SUPERMAN'S BLONDE JOKE PAGE



SHE WAS SOOOOO BLONDE THAT...

She sent me a fax with a stamp on it.

She thought a quarterback was a refund.

She tripped over the cordless phone.

She put lipstick on her forehead because she wanted to make up her mind.

She told someone to meet her at the corner of "Walk" and "Don't Walk".

She took a ruler to bed to see how long she slept.

At the bottom of the application where is says "Sign here", she wrote Sagittarius.

If she spoke her mind, she'd be speechless.

When she heard that 90% of all crimes were around the home, she moved.

She got an AM radio. It took her 9 months to figure out that she could use it at night.

When she saw the sign in front of the YMCA, she said, "Look! They spelled Macy's wrong!".

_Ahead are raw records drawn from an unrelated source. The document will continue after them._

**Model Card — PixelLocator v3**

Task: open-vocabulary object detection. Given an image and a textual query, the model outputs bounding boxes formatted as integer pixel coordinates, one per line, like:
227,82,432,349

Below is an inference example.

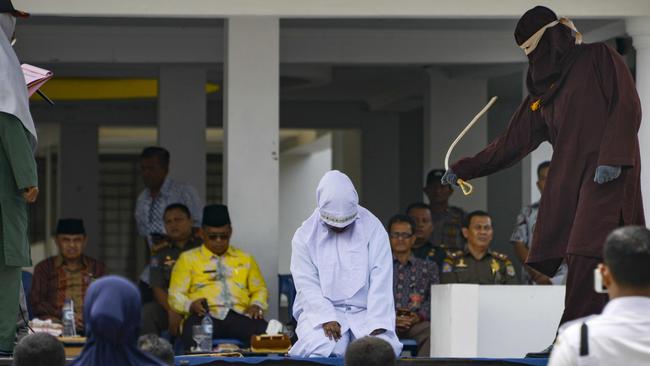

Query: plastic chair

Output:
399,338,418,356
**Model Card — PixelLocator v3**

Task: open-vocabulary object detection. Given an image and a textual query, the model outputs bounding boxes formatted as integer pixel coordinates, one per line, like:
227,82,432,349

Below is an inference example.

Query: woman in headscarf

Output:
289,170,402,357
72,276,165,366
0,0,38,355
442,6,645,323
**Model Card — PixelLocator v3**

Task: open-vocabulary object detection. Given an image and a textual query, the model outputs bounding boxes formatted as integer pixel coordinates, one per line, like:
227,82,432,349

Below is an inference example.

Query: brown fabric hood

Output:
515,6,581,105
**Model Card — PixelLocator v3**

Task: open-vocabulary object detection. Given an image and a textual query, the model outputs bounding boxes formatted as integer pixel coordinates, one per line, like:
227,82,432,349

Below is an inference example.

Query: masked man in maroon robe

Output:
442,6,644,323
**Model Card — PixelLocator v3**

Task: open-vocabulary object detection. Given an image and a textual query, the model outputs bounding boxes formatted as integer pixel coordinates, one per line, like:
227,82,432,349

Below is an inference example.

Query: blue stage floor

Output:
176,356,548,366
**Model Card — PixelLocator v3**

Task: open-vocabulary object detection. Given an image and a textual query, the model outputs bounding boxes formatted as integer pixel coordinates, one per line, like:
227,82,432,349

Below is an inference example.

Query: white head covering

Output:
293,170,385,301
0,13,37,150
316,170,359,228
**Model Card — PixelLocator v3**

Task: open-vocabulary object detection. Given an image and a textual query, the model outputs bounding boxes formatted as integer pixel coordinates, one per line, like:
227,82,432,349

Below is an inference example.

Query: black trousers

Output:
181,310,267,351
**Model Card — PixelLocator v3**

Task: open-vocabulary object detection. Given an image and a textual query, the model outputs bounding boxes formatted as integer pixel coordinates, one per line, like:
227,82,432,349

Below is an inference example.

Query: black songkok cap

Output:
202,205,230,227
0,0,29,18
426,169,445,186
56,219,86,235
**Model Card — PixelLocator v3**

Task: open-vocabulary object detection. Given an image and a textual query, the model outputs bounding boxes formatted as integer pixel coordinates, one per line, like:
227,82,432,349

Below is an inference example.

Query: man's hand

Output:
23,187,38,203
440,169,458,187
190,297,208,316
594,165,621,184
395,311,420,331
167,310,183,337
323,321,341,341
533,272,553,285
246,305,264,319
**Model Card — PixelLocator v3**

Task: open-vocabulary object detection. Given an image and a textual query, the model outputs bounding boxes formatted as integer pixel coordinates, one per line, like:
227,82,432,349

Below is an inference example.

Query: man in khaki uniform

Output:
440,211,517,285
0,0,38,356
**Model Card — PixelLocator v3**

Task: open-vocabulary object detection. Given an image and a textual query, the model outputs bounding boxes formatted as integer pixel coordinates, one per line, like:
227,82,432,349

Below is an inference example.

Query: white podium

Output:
431,284,564,358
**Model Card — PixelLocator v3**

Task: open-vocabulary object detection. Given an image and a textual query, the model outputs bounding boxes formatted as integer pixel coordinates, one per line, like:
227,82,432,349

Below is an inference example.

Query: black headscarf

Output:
71,276,165,366
515,6,581,105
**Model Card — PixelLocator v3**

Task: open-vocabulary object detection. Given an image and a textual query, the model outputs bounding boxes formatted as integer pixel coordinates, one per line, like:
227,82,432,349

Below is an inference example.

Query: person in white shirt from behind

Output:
549,226,650,366
289,170,402,357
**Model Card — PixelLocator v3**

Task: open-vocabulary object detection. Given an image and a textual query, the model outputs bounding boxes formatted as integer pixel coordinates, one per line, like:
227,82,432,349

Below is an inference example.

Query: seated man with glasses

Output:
169,205,268,350
386,215,440,357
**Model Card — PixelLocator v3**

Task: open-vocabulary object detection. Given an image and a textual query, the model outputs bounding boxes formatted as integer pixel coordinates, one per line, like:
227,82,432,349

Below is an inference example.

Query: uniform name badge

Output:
490,259,501,275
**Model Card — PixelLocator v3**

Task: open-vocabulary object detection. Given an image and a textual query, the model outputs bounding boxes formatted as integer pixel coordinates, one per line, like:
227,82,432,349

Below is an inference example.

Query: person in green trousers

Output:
0,0,38,355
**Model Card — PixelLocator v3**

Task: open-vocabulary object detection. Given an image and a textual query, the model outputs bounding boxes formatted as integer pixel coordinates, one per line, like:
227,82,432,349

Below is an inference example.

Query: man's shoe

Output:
526,344,553,358
0,349,14,358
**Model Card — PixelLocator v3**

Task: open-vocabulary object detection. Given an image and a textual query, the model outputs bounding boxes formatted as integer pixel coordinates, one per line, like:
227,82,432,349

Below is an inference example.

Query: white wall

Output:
422,70,488,212
278,134,332,274
524,142,553,203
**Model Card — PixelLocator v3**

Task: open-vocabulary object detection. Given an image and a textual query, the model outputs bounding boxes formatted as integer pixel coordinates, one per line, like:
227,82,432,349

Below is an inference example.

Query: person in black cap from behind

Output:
168,205,268,350
29,219,106,334
416,169,465,250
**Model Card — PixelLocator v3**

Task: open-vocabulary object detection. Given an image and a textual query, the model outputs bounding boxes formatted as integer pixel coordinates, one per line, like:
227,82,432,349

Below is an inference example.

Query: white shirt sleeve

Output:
181,184,203,227
366,226,395,333
548,327,580,366
291,233,337,327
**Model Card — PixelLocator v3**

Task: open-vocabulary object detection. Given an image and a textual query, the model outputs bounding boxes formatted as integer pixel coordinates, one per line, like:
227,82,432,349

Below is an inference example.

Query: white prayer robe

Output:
289,202,402,357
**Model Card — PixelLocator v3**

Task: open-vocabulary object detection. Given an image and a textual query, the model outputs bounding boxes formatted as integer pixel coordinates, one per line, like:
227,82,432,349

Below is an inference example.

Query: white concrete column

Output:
422,69,488,211
158,66,207,201
58,122,101,259
626,17,650,220
360,113,402,223
224,17,280,316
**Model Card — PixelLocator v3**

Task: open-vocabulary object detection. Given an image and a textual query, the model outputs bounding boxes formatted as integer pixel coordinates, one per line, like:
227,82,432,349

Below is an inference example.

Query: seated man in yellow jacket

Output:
168,205,268,350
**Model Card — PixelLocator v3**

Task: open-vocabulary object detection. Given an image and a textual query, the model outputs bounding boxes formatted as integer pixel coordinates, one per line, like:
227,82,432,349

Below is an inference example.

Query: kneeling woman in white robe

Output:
289,170,402,357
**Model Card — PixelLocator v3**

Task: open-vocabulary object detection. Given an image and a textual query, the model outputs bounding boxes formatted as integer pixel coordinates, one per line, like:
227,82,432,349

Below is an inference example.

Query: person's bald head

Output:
345,336,397,366
14,333,65,366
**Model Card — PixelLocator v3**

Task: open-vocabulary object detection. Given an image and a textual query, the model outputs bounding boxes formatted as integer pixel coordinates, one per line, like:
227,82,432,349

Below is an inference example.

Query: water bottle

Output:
199,300,212,352
62,299,77,337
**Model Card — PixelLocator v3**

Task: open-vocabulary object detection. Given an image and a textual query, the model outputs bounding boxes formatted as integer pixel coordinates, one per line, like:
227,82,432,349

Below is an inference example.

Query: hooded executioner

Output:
442,6,645,323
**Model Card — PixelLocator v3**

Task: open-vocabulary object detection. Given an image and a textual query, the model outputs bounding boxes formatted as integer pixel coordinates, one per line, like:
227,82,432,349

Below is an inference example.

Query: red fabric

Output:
29,256,106,319
451,43,645,275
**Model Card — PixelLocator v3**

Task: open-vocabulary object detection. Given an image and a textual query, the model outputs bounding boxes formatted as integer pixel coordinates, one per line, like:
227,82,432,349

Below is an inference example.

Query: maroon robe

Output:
451,43,645,276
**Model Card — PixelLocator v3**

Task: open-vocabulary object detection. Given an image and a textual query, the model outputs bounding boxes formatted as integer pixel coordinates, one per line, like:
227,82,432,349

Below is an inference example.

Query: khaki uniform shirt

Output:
440,249,518,285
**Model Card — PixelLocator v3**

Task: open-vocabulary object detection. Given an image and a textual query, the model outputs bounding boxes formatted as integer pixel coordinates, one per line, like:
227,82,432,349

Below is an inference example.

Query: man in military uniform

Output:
440,211,517,285
406,202,448,269
141,203,202,335
422,169,465,249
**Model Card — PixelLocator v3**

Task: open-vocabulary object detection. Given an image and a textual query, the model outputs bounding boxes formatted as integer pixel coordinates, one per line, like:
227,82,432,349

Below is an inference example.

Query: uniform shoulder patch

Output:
442,259,453,273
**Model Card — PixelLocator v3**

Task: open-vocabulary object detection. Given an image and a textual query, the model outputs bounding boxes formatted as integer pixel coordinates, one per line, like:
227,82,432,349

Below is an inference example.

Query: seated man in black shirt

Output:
141,203,202,335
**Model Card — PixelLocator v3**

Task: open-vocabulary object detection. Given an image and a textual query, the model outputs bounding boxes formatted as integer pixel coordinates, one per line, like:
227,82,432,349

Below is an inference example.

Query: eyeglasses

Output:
206,233,230,240
390,233,413,239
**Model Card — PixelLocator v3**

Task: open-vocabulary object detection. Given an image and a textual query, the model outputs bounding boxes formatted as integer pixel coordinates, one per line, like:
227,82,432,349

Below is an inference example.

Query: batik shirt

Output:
29,255,105,328
169,245,268,320
393,255,440,320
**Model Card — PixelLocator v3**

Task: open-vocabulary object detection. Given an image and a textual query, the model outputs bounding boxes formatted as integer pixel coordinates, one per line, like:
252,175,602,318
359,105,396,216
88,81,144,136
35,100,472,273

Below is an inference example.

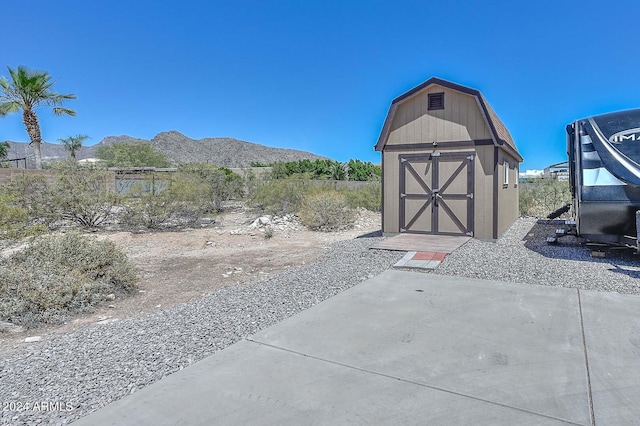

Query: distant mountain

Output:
7,130,326,167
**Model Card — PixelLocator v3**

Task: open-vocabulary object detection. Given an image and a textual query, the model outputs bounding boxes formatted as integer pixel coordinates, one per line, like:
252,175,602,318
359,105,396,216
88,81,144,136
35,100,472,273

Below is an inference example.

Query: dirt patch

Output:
0,205,380,353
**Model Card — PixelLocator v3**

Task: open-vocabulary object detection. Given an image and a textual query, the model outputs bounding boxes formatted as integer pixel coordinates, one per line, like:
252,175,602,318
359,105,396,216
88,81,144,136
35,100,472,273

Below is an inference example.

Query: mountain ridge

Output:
6,130,327,167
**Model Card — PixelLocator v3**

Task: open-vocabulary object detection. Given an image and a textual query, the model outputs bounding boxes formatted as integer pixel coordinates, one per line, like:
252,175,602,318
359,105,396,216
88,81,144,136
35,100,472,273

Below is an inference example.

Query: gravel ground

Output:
434,218,640,294
0,238,404,425
0,218,640,425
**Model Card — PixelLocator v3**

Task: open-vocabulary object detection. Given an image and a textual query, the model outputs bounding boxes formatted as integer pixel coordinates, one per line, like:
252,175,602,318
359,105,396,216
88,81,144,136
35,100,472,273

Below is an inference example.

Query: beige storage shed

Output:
375,78,522,239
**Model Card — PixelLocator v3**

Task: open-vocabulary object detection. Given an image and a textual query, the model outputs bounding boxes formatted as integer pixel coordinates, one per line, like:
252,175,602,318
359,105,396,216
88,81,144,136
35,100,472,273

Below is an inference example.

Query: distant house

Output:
375,78,522,239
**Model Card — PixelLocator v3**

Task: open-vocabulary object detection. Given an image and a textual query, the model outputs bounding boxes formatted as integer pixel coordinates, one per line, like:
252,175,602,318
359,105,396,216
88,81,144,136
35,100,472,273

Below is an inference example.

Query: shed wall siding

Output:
498,151,520,237
382,151,400,233
387,85,491,145
473,146,495,239
382,146,494,239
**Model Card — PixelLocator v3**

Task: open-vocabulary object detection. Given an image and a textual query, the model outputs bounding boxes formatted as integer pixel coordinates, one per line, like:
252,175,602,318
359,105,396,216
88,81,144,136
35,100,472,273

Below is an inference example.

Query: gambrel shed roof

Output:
375,77,523,162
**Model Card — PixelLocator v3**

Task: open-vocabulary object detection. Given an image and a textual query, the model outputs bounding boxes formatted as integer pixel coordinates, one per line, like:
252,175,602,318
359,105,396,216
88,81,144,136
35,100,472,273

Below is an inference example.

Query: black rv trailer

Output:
567,109,640,248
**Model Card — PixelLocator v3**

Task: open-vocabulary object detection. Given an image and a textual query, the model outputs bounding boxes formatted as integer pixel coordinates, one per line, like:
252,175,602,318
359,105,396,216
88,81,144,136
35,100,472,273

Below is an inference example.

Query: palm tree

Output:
58,135,89,160
0,66,76,169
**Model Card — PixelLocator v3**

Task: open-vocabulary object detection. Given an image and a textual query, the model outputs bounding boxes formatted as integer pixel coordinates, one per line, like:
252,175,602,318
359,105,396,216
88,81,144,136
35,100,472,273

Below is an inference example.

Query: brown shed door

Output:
400,152,475,236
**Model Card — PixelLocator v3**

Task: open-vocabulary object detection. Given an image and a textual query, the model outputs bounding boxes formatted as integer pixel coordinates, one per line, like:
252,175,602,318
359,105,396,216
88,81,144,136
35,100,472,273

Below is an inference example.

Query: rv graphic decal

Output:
609,127,640,143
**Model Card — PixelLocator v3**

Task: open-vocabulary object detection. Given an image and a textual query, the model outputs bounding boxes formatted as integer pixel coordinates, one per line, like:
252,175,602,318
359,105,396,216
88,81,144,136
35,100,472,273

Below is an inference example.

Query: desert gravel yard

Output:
433,218,640,294
0,218,640,425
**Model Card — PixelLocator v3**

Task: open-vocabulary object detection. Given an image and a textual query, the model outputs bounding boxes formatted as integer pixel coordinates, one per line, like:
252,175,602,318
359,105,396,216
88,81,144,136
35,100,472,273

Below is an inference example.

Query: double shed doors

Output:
399,152,475,236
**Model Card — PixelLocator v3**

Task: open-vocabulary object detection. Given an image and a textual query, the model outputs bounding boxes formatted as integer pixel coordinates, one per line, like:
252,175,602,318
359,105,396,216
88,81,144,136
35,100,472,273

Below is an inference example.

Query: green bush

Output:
0,192,48,240
96,141,171,167
6,167,118,229
51,169,119,228
120,183,195,229
298,190,355,232
250,179,317,216
0,232,137,327
519,179,571,218
3,174,60,229
340,182,382,212
174,163,245,212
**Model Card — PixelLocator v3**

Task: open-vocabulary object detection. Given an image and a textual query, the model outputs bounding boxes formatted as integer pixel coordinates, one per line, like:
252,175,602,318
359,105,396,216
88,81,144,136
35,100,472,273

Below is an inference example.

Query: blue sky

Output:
0,0,640,170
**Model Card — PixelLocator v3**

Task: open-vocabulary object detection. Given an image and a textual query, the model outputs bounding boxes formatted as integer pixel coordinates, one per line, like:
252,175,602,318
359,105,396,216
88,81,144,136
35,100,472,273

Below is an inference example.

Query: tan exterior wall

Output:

She stood staring at the frozen orange juice because it said "Concentrate".

Why can't blondes take coffee breaks? They're too hard to re-train.

What do you call 9 blondes in a circle? A dope ring.

Why can't blondes be pharmacists? Because they can't figure out how to fit the bottle in the typewriter.

What's the definition of eternity? 4 blondes at a 4 way stop.

Why do blondes have TGIF on their shoes? "Toe goes in first".

And the best one for last..........................

What did the blonde say when she looked into the box of Cheerios? "OH LOOK!!! Donut seeds.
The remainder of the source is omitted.